They had a full house as they shot through a solid set of appealing modern country along the lines of bands like High Valley, which they even covered.


 They had a simple set up of rhythm guitar, lead guitar, bass, steel guitar and drums which made the songs shine through,
 Frontman James Murdoch, who used to live in Lethbridge, was an affable presence on stage, singing up tempo, personal songs about aging and family.


 They played all of their  new EP including the title track “Twenty Something” and the moving “They Don’t Make Em Like they used Too,” about Murdoch’s grandparents, which deserves be a hit on modern country radio as does “Twenty Something.”


 They played a couple older songs including  “Hard Way,” and some new songs plus a couple of well chosen covers including a great version of  Ridley Bent’s “Buckles and Boots.” and  a great set ending cover of Rodney Crowell’s “ Ain’t Living Long Like This.”

Shaela Miller played the Owl Acoustic Lounge, Feb. 14. Photo by Richard Amery
 Shaela Miller, sporting a distinctive purple suit jacket and pants, closed the night with her entire band including lead guitarist Evan Uschenko, Tyler Bird on drums and Paul Holden playing upright bass.
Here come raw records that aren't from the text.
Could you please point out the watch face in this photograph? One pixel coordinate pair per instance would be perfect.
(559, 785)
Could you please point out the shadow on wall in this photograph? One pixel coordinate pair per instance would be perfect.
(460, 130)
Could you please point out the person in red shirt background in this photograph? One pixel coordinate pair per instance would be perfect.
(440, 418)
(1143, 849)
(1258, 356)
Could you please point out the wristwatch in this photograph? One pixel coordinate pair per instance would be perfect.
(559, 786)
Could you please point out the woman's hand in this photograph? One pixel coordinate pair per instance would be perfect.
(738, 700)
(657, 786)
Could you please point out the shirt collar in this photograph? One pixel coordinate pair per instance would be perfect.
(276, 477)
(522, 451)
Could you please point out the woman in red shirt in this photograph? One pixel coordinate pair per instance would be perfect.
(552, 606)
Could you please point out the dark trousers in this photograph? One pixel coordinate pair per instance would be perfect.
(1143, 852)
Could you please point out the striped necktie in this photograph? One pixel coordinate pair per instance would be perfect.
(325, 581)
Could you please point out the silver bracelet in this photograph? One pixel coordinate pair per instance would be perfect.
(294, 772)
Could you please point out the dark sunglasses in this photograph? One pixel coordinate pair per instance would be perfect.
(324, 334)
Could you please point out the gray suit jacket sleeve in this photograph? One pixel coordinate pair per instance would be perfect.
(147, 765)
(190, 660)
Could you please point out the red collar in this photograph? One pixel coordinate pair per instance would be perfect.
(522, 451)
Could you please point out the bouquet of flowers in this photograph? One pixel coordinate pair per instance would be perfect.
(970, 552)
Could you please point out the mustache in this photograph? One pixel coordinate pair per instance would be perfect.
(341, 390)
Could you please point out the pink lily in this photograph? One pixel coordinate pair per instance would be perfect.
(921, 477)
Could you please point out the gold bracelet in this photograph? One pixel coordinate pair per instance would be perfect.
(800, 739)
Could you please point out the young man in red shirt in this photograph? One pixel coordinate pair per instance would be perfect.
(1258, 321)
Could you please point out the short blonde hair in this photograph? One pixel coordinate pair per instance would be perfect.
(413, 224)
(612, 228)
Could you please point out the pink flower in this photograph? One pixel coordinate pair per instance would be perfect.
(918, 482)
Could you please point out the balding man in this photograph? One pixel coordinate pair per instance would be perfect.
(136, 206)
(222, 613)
 Miller was also in the mood to debut some new songs to be featured on her next CD as well as a few tracks off her most recent CD including “Cheating and Lying.” But she also delved back into a few of her earliest songs, including “Vicious Bitches.” She also added a few covers from the likes of Patsy Cline


As usual, she put on an impassioned, enrapturing performance.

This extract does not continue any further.